A healthy relationship begins with having a healthy sense of self. If you have a cohesive sense of self, you are more likely to know how you feel, so you can express yourself when it is necessary. Those who have deficits in their self, cannot get in touch with their self, needs or feelings, so they cannot take care of themselves, to get their needs met. A healthy self means you know how you would like to be treated and be able to make a stand for yourself, so you can protect yourself. Making a stand for ones self, makes a stand for healthy relationship, Letting your partner know when something upsets you, means you are likely to be respected in the marriage.
Marital discord occurs when it becomes unsafe for spouses to raise issues with each other, so the issues get way out of hand, building tension. If hurt feelings cannot be expressed, heard or received in the relationship, then the couple cannot rebuild the relationship. Inn marriage guidance counselling, expressing these underlying feelings, builds connection and understanding. Yet, often, spouses do not know what they feel underneath their angry reactions, because the issues get on top of them.

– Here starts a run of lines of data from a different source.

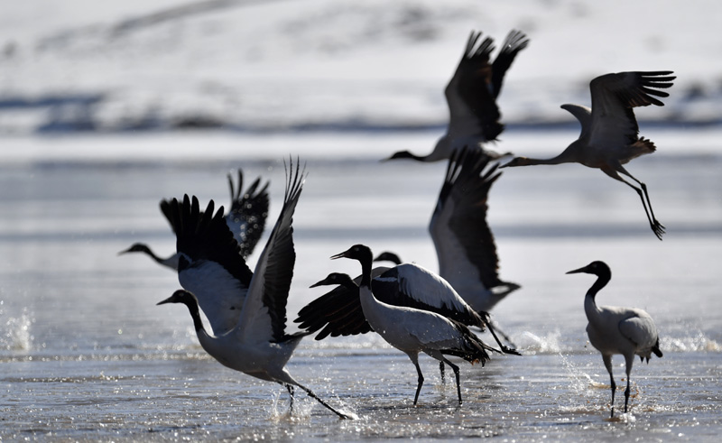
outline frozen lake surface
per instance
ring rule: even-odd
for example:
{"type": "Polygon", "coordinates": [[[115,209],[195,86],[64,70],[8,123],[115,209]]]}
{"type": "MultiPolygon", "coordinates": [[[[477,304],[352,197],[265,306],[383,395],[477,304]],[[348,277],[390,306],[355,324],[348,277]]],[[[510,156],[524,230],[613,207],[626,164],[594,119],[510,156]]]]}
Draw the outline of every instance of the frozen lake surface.
{"type": "MultiPolygon", "coordinates": [[[[552,153],[576,137],[510,133],[504,149],[552,153]]],[[[501,276],[522,289],[494,311],[524,355],[461,365],[464,405],[437,365],[412,407],[416,374],[374,335],[301,342],[290,372],[359,420],[340,421],[305,395],[289,416],[281,386],[235,373],[198,345],[188,312],[155,303],[175,275],[144,256],[174,238],[162,198],[197,195],[227,205],[225,174],[271,180],[273,225],[282,159],[309,172],[294,217],[297,262],[288,304],[324,293],[329,257],[355,243],[436,269],[426,226],[446,164],[379,162],[422,152],[435,134],[84,136],[4,140],[0,163],[0,437],[7,440],[295,439],[389,438],[598,441],[713,440],[722,375],[722,155],[713,135],[645,131],[660,150],[628,170],[650,189],[667,226],[649,229],[638,197],[579,165],[504,170],[489,198],[501,276]],[[652,134],[650,134],[652,133],[652,134]],[[608,420],[608,377],[585,333],[594,278],[565,275],[593,260],[612,268],[600,304],[636,306],[655,318],[664,357],[636,362],[631,413],[608,420]]],[[[718,140],[718,139],[717,139],[718,140]]],[[[501,149],[501,146],[500,146],[501,149]]],[[[265,241],[265,236],[262,243],[265,241]]],[[[255,263],[255,257],[250,260],[255,263]]],[[[339,263],[341,262],[341,263],[339,263]]],[[[616,357],[617,384],[624,365],[616,357]]],[[[622,392],[617,399],[623,398],[622,392]]]]}

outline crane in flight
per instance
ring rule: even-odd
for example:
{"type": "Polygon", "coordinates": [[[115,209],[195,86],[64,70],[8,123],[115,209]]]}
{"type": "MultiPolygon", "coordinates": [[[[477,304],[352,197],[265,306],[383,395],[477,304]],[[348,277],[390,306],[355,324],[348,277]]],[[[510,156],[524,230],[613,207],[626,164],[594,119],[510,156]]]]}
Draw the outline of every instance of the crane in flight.
{"type": "Polygon", "coordinates": [[[651,140],[640,137],[639,125],[634,108],[664,104],[655,97],[666,97],[669,93],[659,89],[671,88],[671,70],[652,72],[619,72],[594,78],[589,84],[592,107],[562,105],[581,124],[581,134],[560,154],[551,159],[515,157],[502,168],[535,164],[581,163],[597,168],[609,177],[629,186],[642,198],[652,231],[662,240],[664,226],[654,217],[647,185],[627,172],[623,166],[632,160],[656,151],[651,140]],[[620,175],[621,174],[621,175],[620,175]],[[626,176],[638,186],[625,180],[626,176]]]}

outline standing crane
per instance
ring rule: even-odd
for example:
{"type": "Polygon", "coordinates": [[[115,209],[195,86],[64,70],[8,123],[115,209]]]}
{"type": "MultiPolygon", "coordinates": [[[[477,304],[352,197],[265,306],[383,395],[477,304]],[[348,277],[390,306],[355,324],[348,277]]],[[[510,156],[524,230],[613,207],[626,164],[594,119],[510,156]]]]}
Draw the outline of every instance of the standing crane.
{"type": "Polygon", "coordinates": [[[620,308],[616,306],[597,306],[595,297],[612,279],[612,272],[604,262],[592,262],[587,266],[567,273],[590,273],[597,275],[597,281],[587,291],[584,299],[584,311],[587,313],[587,335],[589,343],[600,353],[612,385],[612,417],[615,416],[615,376],[612,374],[612,355],[621,354],[626,365],[626,390],[625,391],[625,413],[629,403],[629,374],[634,355],[643,362],[653,353],[662,357],[660,337],[657,327],[646,311],[637,308],[620,308]]]}

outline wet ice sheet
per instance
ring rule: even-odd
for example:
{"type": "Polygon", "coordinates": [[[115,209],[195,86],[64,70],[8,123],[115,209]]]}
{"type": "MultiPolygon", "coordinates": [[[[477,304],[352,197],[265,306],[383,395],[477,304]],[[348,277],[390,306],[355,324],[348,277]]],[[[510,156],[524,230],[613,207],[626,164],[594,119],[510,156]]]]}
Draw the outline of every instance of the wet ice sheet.
{"type": "MultiPolygon", "coordinates": [[[[338,137],[336,146],[357,149],[350,140],[338,137]]],[[[97,142],[99,152],[122,157],[121,140],[97,142]]],[[[344,422],[302,394],[288,417],[282,388],[222,367],[198,346],[182,307],[155,306],[178,288],[172,272],[147,257],[116,256],[135,241],[170,254],[174,241],[159,199],[190,192],[227,204],[224,174],[232,167],[242,166],[247,179],[269,178],[271,217],[278,213],[280,159],[234,160],[241,152],[190,162],[169,154],[171,144],[145,144],[160,160],[33,160],[0,168],[3,438],[697,441],[717,433],[718,156],[657,153],[630,166],[647,182],[668,227],[663,242],[649,230],[634,192],[598,171],[578,165],[505,171],[492,190],[489,217],[502,277],[523,289],[495,317],[525,355],[496,357],[486,368],[462,364],[460,409],[453,386],[441,387],[438,366],[423,359],[427,382],[412,408],[413,365],[378,337],[304,340],[289,370],[360,416],[344,422]],[[608,377],[584,333],[583,296],[593,277],[564,274],[596,259],[613,272],[599,302],[648,310],[665,353],[649,365],[635,363],[633,416],[624,421],[606,420],[608,377]]],[[[323,293],[311,283],[331,271],[358,272],[355,263],[329,260],[354,243],[436,268],[426,225],[445,165],[361,157],[325,159],[317,152],[309,161],[294,217],[299,259],[290,319],[323,293]]],[[[615,366],[620,386],[621,363],[615,366]]]]}

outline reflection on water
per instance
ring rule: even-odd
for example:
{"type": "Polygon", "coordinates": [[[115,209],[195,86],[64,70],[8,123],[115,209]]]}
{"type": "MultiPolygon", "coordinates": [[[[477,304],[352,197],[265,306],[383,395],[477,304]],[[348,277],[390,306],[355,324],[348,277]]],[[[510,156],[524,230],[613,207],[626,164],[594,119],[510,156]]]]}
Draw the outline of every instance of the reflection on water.
{"type": "MultiPolygon", "coordinates": [[[[144,256],[116,255],[136,241],[170,254],[174,239],[160,198],[189,192],[227,205],[225,172],[232,167],[271,180],[274,218],[281,163],[0,167],[0,437],[712,439],[722,375],[720,160],[655,157],[635,164],[634,173],[668,226],[663,242],[649,231],[636,196],[595,171],[504,171],[490,217],[502,278],[523,288],[495,317],[524,355],[494,356],[486,367],[462,362],[460,408],[452,381],[442,384],[430,359],[421,361],[426,382],[414,408],[415,369],[379,337],[305,339],[289,371],[359,416],[352,421],[302,392],[289,413],[281,386],[218,365],[198,346],[187,311],[155,306],[178,288],[173,273],[144,256]],[[583,297],[593,278],[564,275],[594,259],[613,272],[599,303],[650,312],[665,353],[636,364],[631,414],[615,421],[607,420],[607,374],[584,332],[583,297]]],[[[444,169],[308,164],[294,217],[289,329],[299,309],[323,293],[311,283],[330,272],[357,272],[328,259],[354,243],[436,267],[426,224],[444,169]]],[[[621,385],[623,359],[615,365],[621,385]]]]}

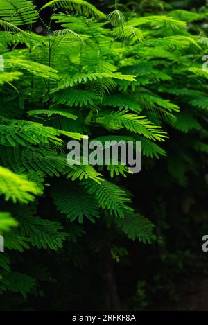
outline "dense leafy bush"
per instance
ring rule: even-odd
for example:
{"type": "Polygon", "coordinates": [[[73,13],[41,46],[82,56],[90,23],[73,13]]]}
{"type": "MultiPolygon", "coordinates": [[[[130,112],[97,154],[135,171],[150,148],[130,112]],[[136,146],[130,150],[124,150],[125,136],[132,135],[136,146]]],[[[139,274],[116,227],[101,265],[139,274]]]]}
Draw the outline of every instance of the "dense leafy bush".
{"type": "Polygon", "coordinates": [[[166,195],[199,174],[206,188],[207,11],[175,9],[174,1],[116,1],[105,15],[83,0],[55,0],[37,11],[33,2],[0,0],[1,308],[15,309],[53,287],[62,297],[50,308],[82,309],[85,295],[73,292],[79,281],[89,288],[94,272],[101,286],[92,294],[101,296],[96,308],[106,301],[106,308],[120,308],[113,260],[127,267],[128,240],[139,240],[139,249],[153,243],[160,258],[171,259],[162,243],[166,195]],[[141,140],[142,171],[68,166],[67,141],[87,137],[141,140]]]}

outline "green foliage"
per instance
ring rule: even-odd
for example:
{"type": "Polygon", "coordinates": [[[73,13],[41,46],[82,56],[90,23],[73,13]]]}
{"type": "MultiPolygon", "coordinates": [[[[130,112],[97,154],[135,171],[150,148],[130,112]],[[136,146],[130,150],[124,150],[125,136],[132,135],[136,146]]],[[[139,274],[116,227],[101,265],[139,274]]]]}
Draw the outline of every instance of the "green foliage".
{"type": "Polygon", "coordinates": [[[55,251],[71,270],[86,262],[87,247],[106,247],[121,262],[127,249],[116,242],[124,236],[140,245],[158,241],[157,220],[143,216],[148,204],[137,202],[139,190],[185,186],[208,151],[208,72],[201,67],[207,39],[193,25],[207,10],[160,0],[116,1],[107,15],[84,0],[42,6],[37,12],[35,1],[0,0],[0,232],[7,250],[0,292],[24,299],[42,295],[39,272],[22,270],[25,256],[31,261],[55,251]],[[42,35],[33,33],[37,21],[42,35]],[[147,179],[121,164],[69,166],[67,142],[83,138],[141,141],[147,179]],[[157,183],[155,167],[162,170],[157,183]]]}

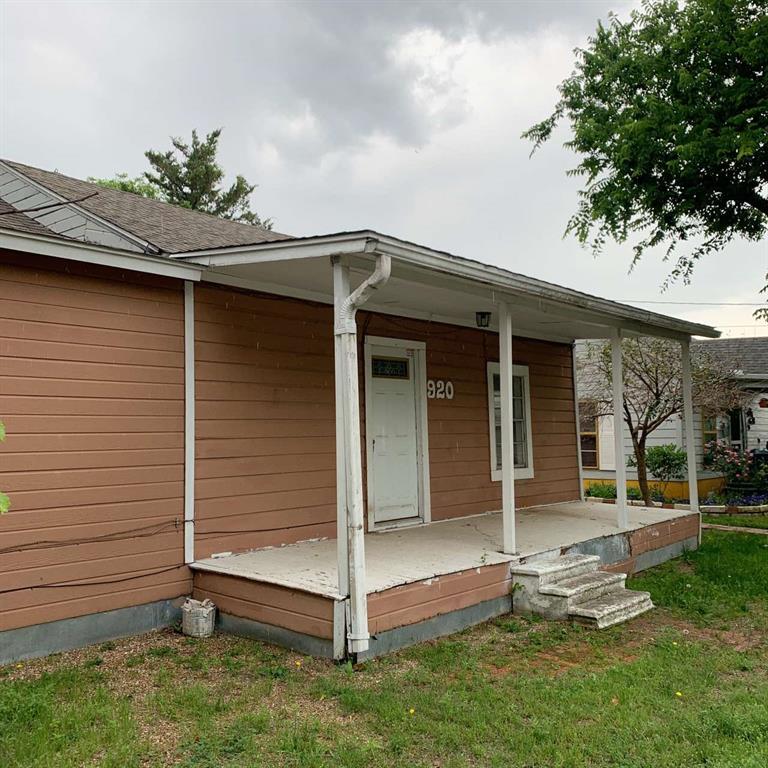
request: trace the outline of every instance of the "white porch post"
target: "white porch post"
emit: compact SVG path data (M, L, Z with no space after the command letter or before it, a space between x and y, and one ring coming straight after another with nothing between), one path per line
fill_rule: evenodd
M374 247L372 244L371 247ZM338 257L333 257L334 272ZM343 270L343 267L341 267ZM342 445L337 445L344 455L344 481L337 485L337 509L343 508L347 546L347 578L350 607L350 626L347 633L350 653L362 653L368 650L370 634L368 632L368 593L365 583L365 539L363 509L363 467L360 439L360 392L357 360L357 310L380 286L389 280L391 261L389 256L378 254L374 272L352 293L349 293L348 280L343 271L338 279L334 274L334 290L347 292L334 297L334 339L336 354L336 392L337 405L341 405L341 419L337 413L337 429L341 427ZM347 283L345 285L345 282ZM339 402L340 397L340 402ZM337 477L341 477L337 474ZM343 495L343 497L342 497ZM339 524L339 528L342 525ZM338 553L344 550L339 546ZM338 554L337 553L337 554ZM339 560L342 570L344 563ZM341 580L342 577L339 577Z
M696 472L696 437L693 428L693 386L691 381L691 342L680 342L683 374L683 425L685 427L685 452L688 457L688 497L691 512L699 511L699 486Z
M611 334L611 373L613 379L613 445L616 454L616 524L629 527L627 513L627 457L624 453L624 370L621 364L621 330Z
M344 300L349 296L349 267L341 258L333 260L334 326ZM344 450L344 368L341 337L334 334L334 363L336 366L336 563L339 594L349 597L349 545L347 541L347 462Z
M512 315L506 301L499 302L499 373L501 399L502 543L508 555L517 550L515 531L515 455L512 428ZM493 439L493 437L492 437Z

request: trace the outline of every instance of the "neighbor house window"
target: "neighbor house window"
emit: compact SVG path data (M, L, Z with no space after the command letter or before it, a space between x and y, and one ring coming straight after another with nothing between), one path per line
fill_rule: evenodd
M579 438L581 440L581 466L598 469L600 466L597 440L597 403L583 400L579 403Z
M501 373L488 363L488 409L491 427L491 479L501 480ZM533 477L531 390L527 365L512 367L512 439L515 477Z
M704 447L707 443L717 442L717 416L701 417L701 439L704 441Z

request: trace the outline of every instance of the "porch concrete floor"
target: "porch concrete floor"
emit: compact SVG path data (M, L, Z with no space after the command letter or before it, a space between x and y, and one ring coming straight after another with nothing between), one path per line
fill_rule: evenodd
M630 507L628 530L688 514L686 510ZM519 509L517 556L500 551L499 512L369 533L365 536L368 593L510 562L618 532L614 505L576 501ZM335 539L209 557L191 567L339 597Z

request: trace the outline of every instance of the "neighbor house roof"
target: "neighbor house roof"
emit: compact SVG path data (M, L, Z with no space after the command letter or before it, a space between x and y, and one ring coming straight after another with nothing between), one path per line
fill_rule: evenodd
M740 378L768 378L768 336L696 341L697 349L734 371Z
M97 193L77 203L78 207L146 240L165 253L250 245L282 240L287 237L264 227L220 219L200 211L191 211L178 205L134 195L131 192L102 187L89 181L65 176L58 171L43 171L40 168L10 160L2 162L66 200L75 200ZM14 222L2 221L0 224L17 228L13 226Z

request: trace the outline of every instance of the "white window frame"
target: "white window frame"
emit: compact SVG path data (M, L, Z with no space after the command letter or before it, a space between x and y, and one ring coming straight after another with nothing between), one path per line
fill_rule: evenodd
M496 419L493 408L493 377L501 375L499 363L489 362L487 365L488 378L488 436L491 443L491 480L501 480L501 469L496 469ZM523 380L523 403L525 404L525 432L527 448L527 467L515 467L515 480L530 480L534 477L533 471L533 434L531 430L531 378L527 365L513 365L512 375L519 376Z

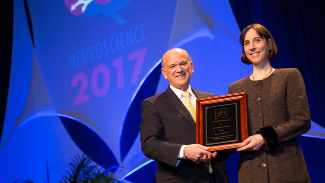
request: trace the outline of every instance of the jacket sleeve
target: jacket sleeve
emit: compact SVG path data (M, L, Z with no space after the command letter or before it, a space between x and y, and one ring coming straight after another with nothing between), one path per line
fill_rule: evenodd
M147 157L175 167L182 145L164 141L164 129L160 114L153 102L144 100L141 105L141 149Z
M273 128L266 126L259 129L266 141L264 150L272 151L280 144L292 140L310 128L310 116L304 79L297 69L290 70L287 77L286 106L289 120Z

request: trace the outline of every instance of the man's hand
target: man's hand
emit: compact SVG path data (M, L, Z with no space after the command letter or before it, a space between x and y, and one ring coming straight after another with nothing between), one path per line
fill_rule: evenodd
M239 148L237 151L258 151L264 145L264 139L260 134L250 136L242 143L243 147Z
M211 160L212 158L216 157L216 152L213 154L207 151L210 149L200 144L191 144L184 147L184 155L188 159L196 163L206 162Z

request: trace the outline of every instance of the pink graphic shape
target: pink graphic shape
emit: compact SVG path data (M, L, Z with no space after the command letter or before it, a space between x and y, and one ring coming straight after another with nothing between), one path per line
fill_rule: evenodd
M71 82L71 87L74 88L78 85L78 81L81 81L80 90L76 97L72 106L82 104L89 100L89 94L84 94L84 92L88 86L88 78L86 74L83 72L76 74Z
M142 67L142 64L144 60L146 52L146 48L144 48L128 54L128 61L132 61L138 58L134 71L132 75L132 79L131 79L130 84L136 83L138 82L138 79L140 74L140 71L141 70L141 67Z
M98 75L101 72L104 77L104 85L102 88L100 89L98 87ZM94 94L97 97L102 97L106 95L110 89L110 76L108 68L104 64L98 65L92 74L92 90Z
M110 2L111 0L95 0L95 1L100 4L104 5Z
M118 88L124 88L124 75L123 74L123 63L122 58L113 60L113 67L116 67L116 74L118 78Z

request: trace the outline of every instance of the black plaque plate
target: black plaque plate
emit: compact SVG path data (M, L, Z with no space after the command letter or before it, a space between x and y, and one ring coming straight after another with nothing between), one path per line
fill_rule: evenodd
M242 147L247 134L245 92L196 100L196 144L210 151Z

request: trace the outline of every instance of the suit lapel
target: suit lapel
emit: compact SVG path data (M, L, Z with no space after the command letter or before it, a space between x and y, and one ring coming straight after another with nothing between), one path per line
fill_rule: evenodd
M193 88L192 88L192 91L193 92L193 93L194 93L194 94L196 97L197 99L204 98L204 96L202 95L201 92L200 92L200 91L196 90L194 89Z
M185 107L180 100L178 97L175 93L172 90L172 89L170 89L169 86L165 91L164 95L168 97L166 99L167 102L178 111L180 114L184 116L193 125L194 128L196 128L196 124L192 116L191 116L190 111L188 111L186 107Z

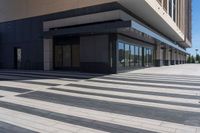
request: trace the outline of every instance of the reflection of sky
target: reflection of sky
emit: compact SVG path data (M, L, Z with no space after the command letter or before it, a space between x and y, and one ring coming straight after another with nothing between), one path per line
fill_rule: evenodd
M199 49L200 54L200 0L193 0L193 22L192 22L192 44L193 47L188 49L191 54L196 54L195 49Z

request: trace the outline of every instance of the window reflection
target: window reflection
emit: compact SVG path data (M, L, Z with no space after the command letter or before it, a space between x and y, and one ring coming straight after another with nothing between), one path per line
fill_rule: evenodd
M118 64L119 64L119 67L124 67L124 43L119 43L118 44Z
M135 66L135 63L134 63L135 46L132 45L132 46L130 47L130 50L131 50L130 65L131 65L132 67L134 67L134 66Z
M130 46L125 44L125 67L130 66Z
M149 67L153 65L153 49L137 44L118 43L118 67Z

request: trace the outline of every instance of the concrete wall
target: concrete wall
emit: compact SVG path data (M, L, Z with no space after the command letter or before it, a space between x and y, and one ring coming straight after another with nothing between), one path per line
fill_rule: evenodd
M117 0L0 0L0 22L40 16Z
M108 73L109 36L95 35L80 38L81 70L88 72Z

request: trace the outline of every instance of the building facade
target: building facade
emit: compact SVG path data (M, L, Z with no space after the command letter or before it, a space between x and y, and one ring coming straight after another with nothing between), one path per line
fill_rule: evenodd
M0 68L95 73L186 62L191 0L0 0Z

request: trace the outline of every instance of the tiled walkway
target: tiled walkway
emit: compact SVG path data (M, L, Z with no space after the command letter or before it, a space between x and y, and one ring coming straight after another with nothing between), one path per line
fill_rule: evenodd
M200 69L0 71L0 133L200 133L200 74L187 74L191 67Z

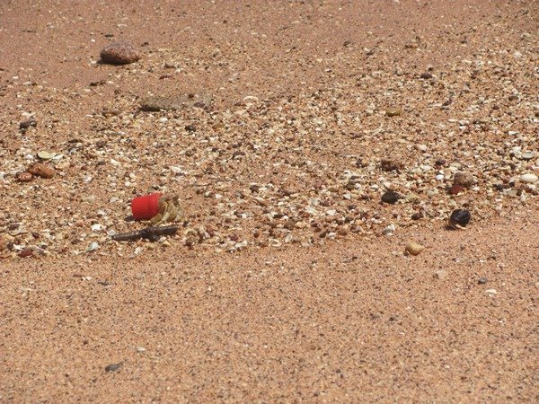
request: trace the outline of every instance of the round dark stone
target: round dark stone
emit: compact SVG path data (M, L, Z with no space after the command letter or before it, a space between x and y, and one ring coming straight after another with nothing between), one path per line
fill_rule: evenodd
M382 202L384 204L396 204L400 198L401 196L393 191L386 191L382 195Z
M121 367L121 363L120 364L110 364L105 367L105 372L116 372L120 367Z
M454 227L458 224L459 226L465 227L472 219L472 214L467 209L455 209L449 217L449 225Z

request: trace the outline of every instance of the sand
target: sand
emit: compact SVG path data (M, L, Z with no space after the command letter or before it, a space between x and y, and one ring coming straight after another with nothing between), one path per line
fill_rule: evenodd
M450 3L4 4L0 401L539 400L539 9Z

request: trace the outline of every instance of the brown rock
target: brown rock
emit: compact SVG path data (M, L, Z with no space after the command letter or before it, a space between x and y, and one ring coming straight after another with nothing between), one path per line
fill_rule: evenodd
M473 176L469 172L457 171L453 178L454 185L460 185L464 188L472 188L474 183Z
M22 131L26 131L29 127L36 127L38 126L38 121L32 118L30 119L23 120L19 124L19 129Z
M213 96L208 93L189 93L170 96L150 96L140 101L140 110L155 112L160 110L176 110L197 108L208 108L211 105Z
M458 195L464 190L464 187L463 187L462 185L456 185L456 184L454 184L452 187L449 188L449 189L447 189L447 191L449 192L449 195Z
M7 240L3 235L0 235L0 252L7 250Z
M19 172L19 174L17 174L17 180L21 181L21 182L28 182L31 181L32 179L32 175L28 172Z
M36 162L30 169L28 169L28 171L32 175L46 179L53 178L54 174L56 173L55 170L52 167L43 162Z
M107 45L102 49L100 56L102 62L111 65L128 65L140 59L135 46L128 40Z
M32 254L33 254L33 250L31 250L31 249L23 249L21 250L21 252L19 252L19 257L21 257L21 258L31 257Z
M398 108L390 108L385 111L385 115L388 117L399 117L402 113L402 110Z

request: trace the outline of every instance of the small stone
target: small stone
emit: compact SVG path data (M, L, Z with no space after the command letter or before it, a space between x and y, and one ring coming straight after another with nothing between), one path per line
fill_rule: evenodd
M535 184L537 182L537 176L535 174L522 174L520 180L527 184Z
M30 172L20 172L17 174L17 180L20 182L28 182L32 179L32 175Z
M38 152L38 158L41 160L51 160L56 155L56 153Z
M535 157L535 154L534 152L523 153L520 156L522 160L526 160L526 162L532 160L534 157Z
M411 220L420 220L420 219L422 219L423 217L425 217L425 215L423 215L423 212L416 212L411 216Z
M38 121L34 119L26 119L23 120L22 122L21 122L19 124L19 129L21 129L22 131L25 131L26 129L28 129L29 127L36 127L38 126Z
M404 168L401 156L390 155L380 161L380 168L384 171L400 171Z
M121 367L121 363L107 364L107 366L105 367L105 372L116 372Z
M208 93L178 94L171 96L146 97L140 101L140 110L148 112L160 110L177 110L189 108L208 108L211 105L213 96Z
M408 252L410 255L420 255L421 251L425 250L421 244L418 244L415 242L410 242L406 244L404 250Z
M470 189L473 187L474 183L475 181L473 180L473 176L469 172L457 171L455 173L455 176L453 178L454 185L460 185L464 188Z
M43 162L36 162L30 169L28 169L28 171L32 175L46 179L53 178L54 174L56 173L52 167L44 164Z
M390 118L399 117L402 113L402 110L400 110L398 108L389 108L385 111L385 115L387 115Z
M472 214L466 209L455 209L451 213L449 216L449 227L453 229L460 229L466 227L472 219Z
M382 231L382 233L384 233L386 236L392 236L395 230L397 230L397 227L394 224L391 224Z
M449 188L449 189L447 189L447 192L449 192L449 195L458 195L464 190L464 187L463 187L462 185L454 184L452 187Z
M0 252L7 250L7 240L3 235L0 235Z
M401 196L393 191L386 191L382 195L382 202L384 204L396 204Z
M127 65L140 59L135 46L128 40L107 45L102 49L100 56L102 62L111 65Z
M97 249L99 249L99 243L97 242L92 242L86 249L86 252L95 251Z
M21 258L26 258L26 257L31 257L31 255L33 254L33 250L31 249L22 249L21 250L21 252L19 252L19 257Z
M444 278L447 277L447 271L445 271L443 269L440 269L439 271L436 271L434 273L434 277L436 277L437 279L444 279Z

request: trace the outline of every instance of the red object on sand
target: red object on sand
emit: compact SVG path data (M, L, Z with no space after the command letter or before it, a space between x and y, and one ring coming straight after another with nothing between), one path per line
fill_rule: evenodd
M131 201L131 212L135 220L149 220L157 215L160 198L159 192L134 198Z

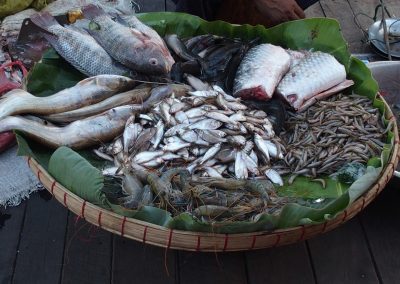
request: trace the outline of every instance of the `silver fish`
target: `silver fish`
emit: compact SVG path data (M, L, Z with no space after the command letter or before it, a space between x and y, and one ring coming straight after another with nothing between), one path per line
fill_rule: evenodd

How to prevent marriages to breakdown
Marriage counselling assists couples to dismantles the defensive reactions and get in touch with what actually hurts them, so that it builds connection and understanding. Once their partners can see what underlies their behaviour, they feel more understanding and less likely to react. When distressed, partners get caught in their anger, so the only way they can escape the anger is to blame or attack their spouse. So their partner does not get to hear the real feelings. Instead, their partner counter attacks or distances. Often couples get so caught in the emotional whirlwind, that they can lose grip on themselves and each other. Counselling assists spouses to hear and respond to what really goes on for each other, without reacting. So they can rebuild the marital bond, move past stuckness, so they can feel more secure, close and connected.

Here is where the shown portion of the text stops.